Second livre lu suite au dossier "Rock et SF" de Bifrost (voir le topic sur Fugues), je l'ai encore moins regretté : c'est une grosse bombe, et même, osons le mot (ça fait longtemps que je ne l'emploi plus trop à tort et à travers), un chef d'oeuvre.
Un gros pavé de 700 pages, très personnel, qui a certainement été voulu par Wagner pour être son grand-oeuvre (et qui y réussit très bien)... et qui, malheureusement, le restera. Puisque l'auteur est mort dans un accident de voiture l'été dernier, partant sur ce livre monumental en forme de testament.
Il s'agit d'une uchronie dans laquelle le Général de Gaulle aurait été assassiné en 1962, et la guerre d'Algérie se serait terminée plus tard, et différemment. A partir de là, l'auteur brode 50 ans d'histoire française qui ne se serait pas déroulée comme dans notre réalité; et s'intéresse particulièrement (mais pas que, loin de là) à l'évolution de la musique rock française (et algérienne) durant cette période. L'axe principal de l'histoire tourne autour d'un collectionneur de disque découvre l'existence d'une perle rare des "Glorieux Fellaghas" enregistrée dans les années 60 et part en quête du précieux disque quasiment introuvable.
Mais ce n'est que la colonne vertébrale du livre, qui consiste en un ensemble de récits répartis sur les 50 ans de l'histoire, racontés dans le désordre, à la première personne sans qu'on sache toujours qui parle, avec une multitude de personnages. On a alors un roman polyphonique complexe à la structure captivante - dont chaque segment vient s'intégrer dans un grand tout solide et cohérent.
Au delà de l'uchronie, ce n'est finalement pas un roman de SF - pas comme "Le Maître du Haut-Chateau" par exemple, son modèle évident, qui ancrait son univers parallèle dans un monde SF. Là, ce sont les années 60 et 70 alternatives qui sont décrites, avec la même précision que le ferait un historien de "nos" années 60 et 70.
Si la guerre d'Algérie et la musique sont les thèmes principaux du livre, Wagner en brasse nombre d'autres au gré d'un livre très politique et social.
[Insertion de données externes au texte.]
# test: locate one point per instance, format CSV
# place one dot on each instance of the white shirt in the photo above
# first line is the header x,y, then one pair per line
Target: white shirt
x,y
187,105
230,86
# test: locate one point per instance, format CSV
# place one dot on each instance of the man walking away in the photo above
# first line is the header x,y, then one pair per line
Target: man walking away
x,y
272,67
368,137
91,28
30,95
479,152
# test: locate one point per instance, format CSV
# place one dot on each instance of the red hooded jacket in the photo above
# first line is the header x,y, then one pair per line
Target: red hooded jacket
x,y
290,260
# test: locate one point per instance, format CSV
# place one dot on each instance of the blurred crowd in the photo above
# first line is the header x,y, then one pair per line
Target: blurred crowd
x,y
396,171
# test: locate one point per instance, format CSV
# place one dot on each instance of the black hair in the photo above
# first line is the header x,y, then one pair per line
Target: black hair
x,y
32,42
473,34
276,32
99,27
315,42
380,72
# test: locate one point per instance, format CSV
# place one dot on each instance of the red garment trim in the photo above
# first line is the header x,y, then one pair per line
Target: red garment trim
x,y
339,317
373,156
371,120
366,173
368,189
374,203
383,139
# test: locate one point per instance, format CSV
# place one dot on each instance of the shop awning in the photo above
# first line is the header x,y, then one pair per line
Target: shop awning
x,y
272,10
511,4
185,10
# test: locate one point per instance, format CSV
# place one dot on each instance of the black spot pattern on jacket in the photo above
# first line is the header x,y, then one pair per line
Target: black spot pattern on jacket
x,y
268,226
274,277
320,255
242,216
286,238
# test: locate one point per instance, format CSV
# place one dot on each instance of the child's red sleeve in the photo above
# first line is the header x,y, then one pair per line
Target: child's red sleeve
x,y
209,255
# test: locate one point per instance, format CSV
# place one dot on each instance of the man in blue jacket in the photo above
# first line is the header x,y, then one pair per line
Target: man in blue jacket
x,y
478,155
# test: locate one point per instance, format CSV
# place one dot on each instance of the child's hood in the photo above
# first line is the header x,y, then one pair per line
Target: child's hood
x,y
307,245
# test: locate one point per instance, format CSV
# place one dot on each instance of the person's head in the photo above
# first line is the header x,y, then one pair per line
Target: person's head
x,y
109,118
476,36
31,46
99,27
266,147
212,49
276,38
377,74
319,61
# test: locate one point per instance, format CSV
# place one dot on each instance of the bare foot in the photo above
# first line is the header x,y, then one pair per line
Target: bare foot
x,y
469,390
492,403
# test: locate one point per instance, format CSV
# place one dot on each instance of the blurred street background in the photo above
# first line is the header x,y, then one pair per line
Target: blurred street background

Son monde lui permet évidemment de parler du notre - du racisme, de l'islam, de la guerre froide, des utopies, de la perte des repères et des valeurs, du passage à l'âge adulte, de la drogue, du psychédélisme, du rock, du punk, des évolutions technologiques, du téléchargement, des CD vs vinyl, et de bien d'autres choses encore. On y croise un Kennedy pas assassiné, un Albert Camus pas accidenté, Timothy Leary en exil à Biarritz, la course à la lune gagnée par les russes, Johnny Hallyday mort dans un attentat en Algérie en 65, un clône d'Hendrix, des Yardbirds plus célèbres que les Beatles qui ont splitté après deux 45 tours, une France tombée sous la dictature dans les années 70, une Commune d'Alger...
C'est tellement plein de bonnes choses que je ne peux pas en rendre compte ici; lisez le, c'est tout !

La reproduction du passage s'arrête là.